Brundidge approves raises
Published 9:32 pm Wednesday, October 20, 2021
The Brundidge City Council held a public hearing prior to its regular meeting on Tuesday night to consider two requests for property rezoning.
Margaret Elizabeth Caffey applied to the Brundidge Planning Commission to have her property on Galloway Road rezoned from R-3 Multi-Family Residential to Mobile Home Residential.
Willie Cope submitted an application to the city’s planning commission to rezone his property located on South Main Street from B-2, Community Commercial, to R-2 Medium Density Residential.
Cope, a “snowbird” who has returned home to Brundidge, said he owns property on Andrews Corner and wants to build a log cabin on the property facing South Main Street.
The council heard the requests and no one attended the public hearing in opposition to either request. Council Member Byron Gaynor, District 4, is a member of the city’s planning commission and said the commission voted in favor of both requests.
Following the public hearing, the Brundidge City Council opened its regular meeting which was highlighted by the adoption of the city’s FY2022 Annual Budget in the amount of $10,093,000. The budget also includes a 5 percent across the board raise for city employees.
In current business, the council considered the rezoning requests of Caffey and Cope.
As there were no objections to either request and following the planning commission’s lead, the council voted to approve both rezoning requests.
Brundidge Mayor Isabell Boyd reported that a food pantry will be available at the Brundidge National Guard Armory on October 27.
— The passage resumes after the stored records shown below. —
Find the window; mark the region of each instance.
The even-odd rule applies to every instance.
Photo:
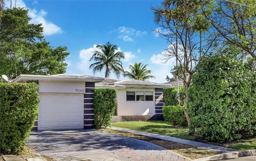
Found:
[[[153,92],[126,91],[126,101],[152,101]]]
[[[153,92],[145,92],[145,101],[153,100]]]
[[[136,92],[136,100],[145,101],[145,92]]]
[[[126,92],[126,101],[135,101],[135,92]]]

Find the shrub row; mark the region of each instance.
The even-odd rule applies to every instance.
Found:
[[[112,89],[95,89],[94,90],[94,126],[96,129],[110,126],[115,112],[116,93]]]
[[[20,153],[38,115],[38,86],[0,83],[0,147]]]
[[[174,126],[187,125],[184,113],[184,106],[168,106],[163,107],[163,115],[165,120],[170,122]]]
The mayor said Trick or Treating will not be as usual again this year, rather candy bags will be filled at city hall for distribution at Pike County Elementary School and Banks School.
“The Peanut Butter Festival will be October 30 on the grounds of the Bass House,” Boyd said. “A lot of work goes into the festival and we encourage everyone to go out and enjoy all the activities planned.”
Brundidge Police Chief Marquez James shared with the council that test runs for the E-911 changes are going without issues and that there will be a phone monitor at Brundidge Police Station during regular hours from 8 a.m. until 5 p.m.
James said the Brundidge Police Station may be contacted at 334-735-3333 or 735-5616 during the transition to the countywide to the E-911 system.
Willie Wright, Brundidge City Manager, encouraged those in attendance to take the transition to the countywide E-911 seriously.
“The transition will be made on November 1, and we are looking forward to a smooth transition,” Wright said. He also encouraged everyone to attend the ribbon cutting for the building’s connector at the Tupper Lightfoot Memorial Library at 2 p.m. Friday.
The council was addressed by Ron Meers of Burning Bush Cowboy Church, which is located in the Tarentum community area.
Meers said Burning Bush Cowboy Church is seeking ways and making plans to extend its services to more people and in different ways. The Cowboy Church plans to host a food pantry that has the potential to serve about 800 people in the area. The church is also in the process of purchasing horses for its equine therapy program, which Meers said is a treatment method that uses the connection between people and horses to enhance physical and emotional healing.
Meers said the church’s equine therapy program will be directed toward children with autism but will be beneficial to anyone in need of physical or emotional healing. Anyone who would like more information about the equine therapy program is encouraged to visit the Burning Bush Cowboy Church at 4148 County Road 3328 in Tarentum.
The Brundidge City Council meets at 6 p.m. on the first and third Tuesdays of the month at Brundidge City Hall. The meetings are open to the public.